For UAS that do not fly more than 400 feet above ground level, UTM serves a purpose similar to the air-traffic-management system for traditional aviation. It directs flight paths and prevents collisions between UAS and obstacles, such as buildings, other drones, and aircraft (interactive). Other important capabilities involve providing information in real time (or close to it) to help air-mobility solutions avoid severe weather, congestion, and prohibited airspace. 

The challenge of  building roads in the sky

UTM requirements will vary by altitude and location. Consider air-mobility solutions that typically fly at relatively low altitudes. In rural areas, UTM can be relatively simple because air-mobility solutions will encounter few stationary obstacles or air traffic. However, in urban areas, UTM systems must be programmed to conduct more frequent checks for obstacles and handle more complicated flight paths.

UTM-development and airspace-management challenges

For UTM to function, air-mobility solutions must be equipped with critical technologies, such as detect-and-avoid systems and navigational tools for environments where GPS does not function—all of which will require significant investment and testing. Regulatory compliance will also present hurdles because, understandably, the industry must be prepared to address safety concerns for both passengers and people under the path of drone flights. 
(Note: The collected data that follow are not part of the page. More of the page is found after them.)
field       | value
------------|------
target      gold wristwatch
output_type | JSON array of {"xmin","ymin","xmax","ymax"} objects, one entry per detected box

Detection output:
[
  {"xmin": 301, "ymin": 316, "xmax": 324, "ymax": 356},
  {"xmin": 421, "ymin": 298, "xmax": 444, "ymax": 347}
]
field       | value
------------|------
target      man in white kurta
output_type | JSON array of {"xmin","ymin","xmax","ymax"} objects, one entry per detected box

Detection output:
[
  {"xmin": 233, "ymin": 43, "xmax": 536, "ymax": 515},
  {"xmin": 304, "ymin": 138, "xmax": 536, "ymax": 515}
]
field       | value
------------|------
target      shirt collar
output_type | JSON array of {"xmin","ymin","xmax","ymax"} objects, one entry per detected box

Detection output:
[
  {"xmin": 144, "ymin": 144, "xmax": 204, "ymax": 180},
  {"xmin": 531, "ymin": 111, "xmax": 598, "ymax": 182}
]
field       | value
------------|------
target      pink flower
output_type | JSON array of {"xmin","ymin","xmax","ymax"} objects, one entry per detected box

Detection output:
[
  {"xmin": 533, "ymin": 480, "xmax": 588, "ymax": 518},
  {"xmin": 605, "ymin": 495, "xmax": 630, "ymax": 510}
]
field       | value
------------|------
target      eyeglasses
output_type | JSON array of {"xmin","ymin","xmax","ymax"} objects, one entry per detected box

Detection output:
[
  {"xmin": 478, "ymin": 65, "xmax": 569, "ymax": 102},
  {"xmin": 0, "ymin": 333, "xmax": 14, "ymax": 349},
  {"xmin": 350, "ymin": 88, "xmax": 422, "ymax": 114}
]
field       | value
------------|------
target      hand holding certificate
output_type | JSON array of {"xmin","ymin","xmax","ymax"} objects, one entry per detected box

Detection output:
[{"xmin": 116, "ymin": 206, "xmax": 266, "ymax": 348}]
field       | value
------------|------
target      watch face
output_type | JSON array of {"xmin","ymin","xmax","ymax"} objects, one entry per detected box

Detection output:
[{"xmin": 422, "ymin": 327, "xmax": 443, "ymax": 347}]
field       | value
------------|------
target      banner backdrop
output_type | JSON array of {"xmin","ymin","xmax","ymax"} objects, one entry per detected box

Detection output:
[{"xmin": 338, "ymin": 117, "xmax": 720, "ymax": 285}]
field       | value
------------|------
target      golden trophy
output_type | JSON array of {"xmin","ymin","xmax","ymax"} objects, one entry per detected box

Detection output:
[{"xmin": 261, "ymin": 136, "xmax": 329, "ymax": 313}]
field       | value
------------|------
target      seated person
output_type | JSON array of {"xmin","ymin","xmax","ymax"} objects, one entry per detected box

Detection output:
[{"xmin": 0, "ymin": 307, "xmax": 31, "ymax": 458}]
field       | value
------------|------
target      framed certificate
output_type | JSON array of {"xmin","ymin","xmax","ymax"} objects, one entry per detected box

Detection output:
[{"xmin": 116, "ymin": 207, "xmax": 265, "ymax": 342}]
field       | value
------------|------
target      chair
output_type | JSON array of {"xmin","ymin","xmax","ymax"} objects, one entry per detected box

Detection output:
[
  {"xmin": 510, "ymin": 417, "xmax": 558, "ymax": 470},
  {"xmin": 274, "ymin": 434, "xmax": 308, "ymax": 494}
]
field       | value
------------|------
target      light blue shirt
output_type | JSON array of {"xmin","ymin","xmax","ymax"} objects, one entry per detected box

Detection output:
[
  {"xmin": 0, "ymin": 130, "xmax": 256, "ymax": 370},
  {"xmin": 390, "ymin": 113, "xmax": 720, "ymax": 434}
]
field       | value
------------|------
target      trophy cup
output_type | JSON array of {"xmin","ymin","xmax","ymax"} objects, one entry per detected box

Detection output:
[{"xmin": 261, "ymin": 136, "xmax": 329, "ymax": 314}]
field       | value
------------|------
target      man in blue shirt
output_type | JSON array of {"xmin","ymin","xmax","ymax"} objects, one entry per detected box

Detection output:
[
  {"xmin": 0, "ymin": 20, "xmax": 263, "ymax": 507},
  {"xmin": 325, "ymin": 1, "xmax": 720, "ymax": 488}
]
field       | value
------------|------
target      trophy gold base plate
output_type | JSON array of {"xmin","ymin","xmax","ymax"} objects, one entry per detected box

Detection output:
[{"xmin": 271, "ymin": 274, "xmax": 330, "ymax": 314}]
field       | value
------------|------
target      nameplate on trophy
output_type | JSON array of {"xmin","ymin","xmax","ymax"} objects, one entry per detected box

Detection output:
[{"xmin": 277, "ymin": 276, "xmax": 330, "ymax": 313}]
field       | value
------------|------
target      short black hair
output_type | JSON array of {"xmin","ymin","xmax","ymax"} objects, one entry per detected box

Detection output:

Some air-mobility solutions, including freight-delivery drones and passenger-transport eVTOLs, must fly in the airspace commonly used by manned commercial flights and general aviation aircraft. That means stakeholders cannot create UTM in isolation; instead, they must develop an integrated airspace-management system—one that can help air-mobility solutions avoid obstacles in any airspace and that can comply with multiple systems that govern flight rules. Such connections may be technically challenging, since today’s airspace relies on robust traffic-management systems, as well as highly trained pilots and air-traffic controllers who navigate within different levels of the national airspace and eliminate any conflicts within these zones. By contrast, most future UTM solutions will automate many tasks, with human intervention limited to emergencies. 

To date, UTM development has been a joint public- and private-sector endeavor. For instance, the Federal Aviation Administration (FAA) formed a partnership with UAS stakeholders to create the Low Altitude Authorization and Notification Capability program, which provides UAS with access to controlled airspace near airports by processing airspace authorizations at low altitudes in near real time. In the future, however, some private companies may try to gain an edge by creating UTM solutions for specific geographic areas. If that materializes, air-mobility solutions, including small UAS and eVTOLs, would have to interact with a variety of competing UTM solutions as they travel to different areas, rather than a single system.

Stakeholders would have to ensure that all UTM systems were interoperable and could communicate with each other, as well as with the air-traffic-management system.